Start with the median household income for California’s city-dwelling millennials at $109,600. That’s 33% above the $82,600 median in the cities outside of California.
Next, consider the overall median income of $101,200 in California compared with $76,100 elsewhere – also a 33% gap.
While California millennials are clearly well-compensated compared with their national peers, consider the modest premium they earn in-state.
The median income for Golden State millennials is above what all California city households earn. That’s the same percentage-point bump found in cities elsewhere in the U.S.
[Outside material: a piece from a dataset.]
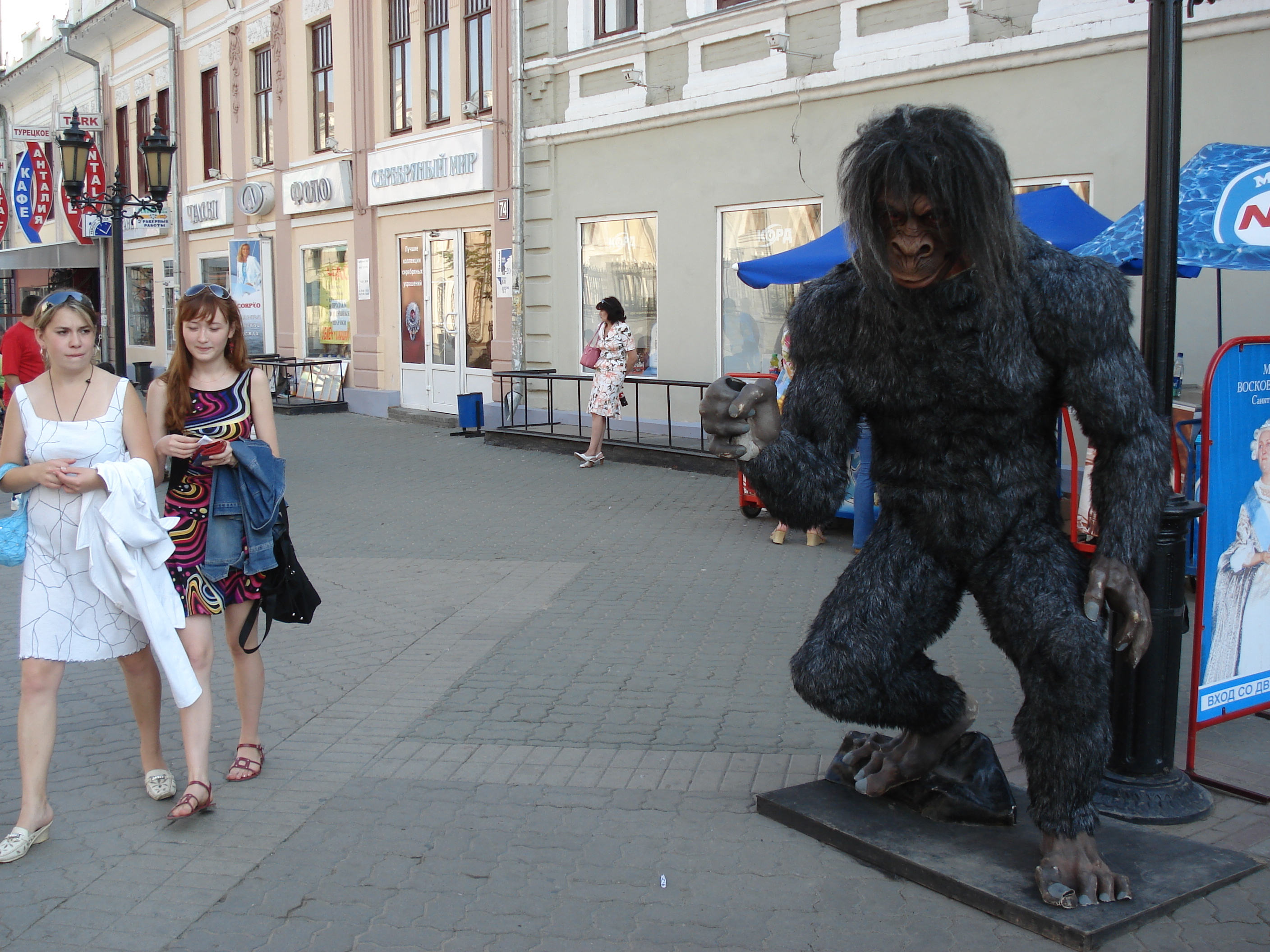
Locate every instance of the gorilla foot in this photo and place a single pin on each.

Keep in mind that income levels drive demand for goods and services. The size of paychecks is a key variable in the local cost of living.
This modest millennial pay premium across California can be a source of financial stress for a youthful group facing, among other challenges, the task of raising children or the high cost of buying a home in the Golden State.
Low points
In 10 of these 77 California cities, millennial earnings trail overall incomes – that’s 13% of the state, indicating a high potential for financial stress.
Outside the Golden State, millennials earn less than the overall income in 26 of the 280 cities, which is just 9%.
Those 10 California cities are topped by Santa Maria, where millennial household incomes of $66,000 are 12% below $75,000 for all. That 12% deficit was the third-largest of 357 cities nationwide.
The other nine, ranked by their millennial income deficit …
West Covina: 9% deficit (No. 6 highest in U.S.) – $91,800 millennial income vs. $101,300 for all.
Daly City: 7% deficit (No. 10) – $109,600 millennial vs. $117,900 for all.
Inglewood: 5% deficit (No. 16) – $66,200 millennial vs. $69,400 for all.
Visalia: 2% deficit (No. 25) – $83,300 millennial vs. $84,800 for all.
Fontana: 1% deficit (No. 29) – $107,500 millennial vs. $108,700 for all.
Anaheim: 1% deficit (No. 32) – $100,400 millennial vs. $101,100 for all.
Oxnard: 1% deficit (No. 33) – $100,400 millennial vs. $101,200 for all.
Modesto: 1% deficit (No. 34) – $78,600 millennial vs. $79,200 for all.
El Monte: 1% deficit (No. 35) – $70,000 millennial vs. $70,500 for all.
Regionally speaking
This millennial pay premium varies widely across the state.
It’s no surprise that the best pay for millennials is in the tech-centric Bay Area, with a 21% premium across 16 cities: $132,100 for millennials vs. $108,900 for all workers.
And the Bay Area is home to the state’s largest millennial premium – Berkeley’s 42%, the second-highest in the nation: $147,000 for millennials vs. $103,700 for all.
Contrast that to Southern California’s 6% premium: $107,100 for millennials in 46 cities vs. $101,200 for all.
In the rest of California, there’s a 10% premium: $96,900 for millennials vs. $87,800 for all.